The US population is aging. In 2000, around 13% of the population was over age 65. It is projected that by 2030 over 20% of the population will be over age 65. People are also working longer. Since 2000, the percentage of people over age 65 still working has increased by over almost a third and the percentage over age 75 still working is projected to more than double between 2000 and 2028. This aging workforce is impacting workers’ compensation injuries and claim outcomes.
While injury rates for workers 22-44 and 65 and older are very similar, the types of injuries are different. Older workers are twice as likely to suffer injuries from falls, but overexertion injuries tend to be lower with the older workers. Thus, older workers suffer less strains, but more fractures.
Medical payments on claims with more than 7 days of lost time tend to increase steadily based on the age of the worker. Indemnity payments follow a similar pattern, with the exception that they tend to decline for workers over age 65.

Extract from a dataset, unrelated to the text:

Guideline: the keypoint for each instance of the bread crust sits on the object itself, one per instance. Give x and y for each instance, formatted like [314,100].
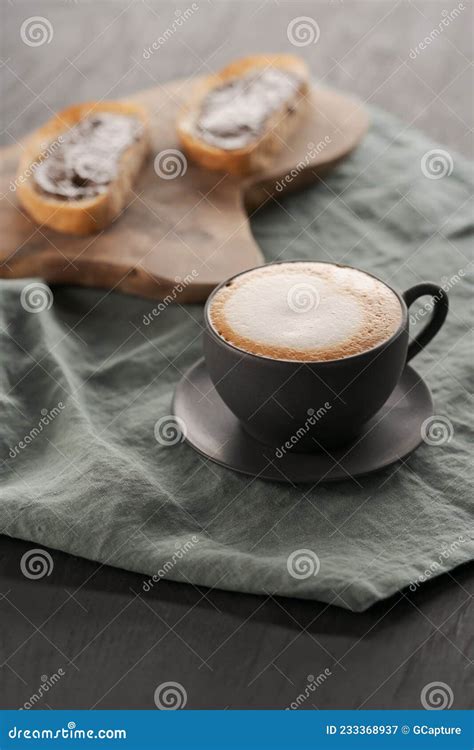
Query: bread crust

Average duration of lost time claims remains fairly flat once workers are age 45 or older. The likelihood of a claim receiving PPD benefits is also relatively flat after age 45.
The percentage of workers with multiple comorbidities increases with age. Over 70% of claims for workers over age 65 have at least one comorbidity, and around 40% have two or more comorbidities. A very small fraction of workers under age 40 have two or more comorbidities.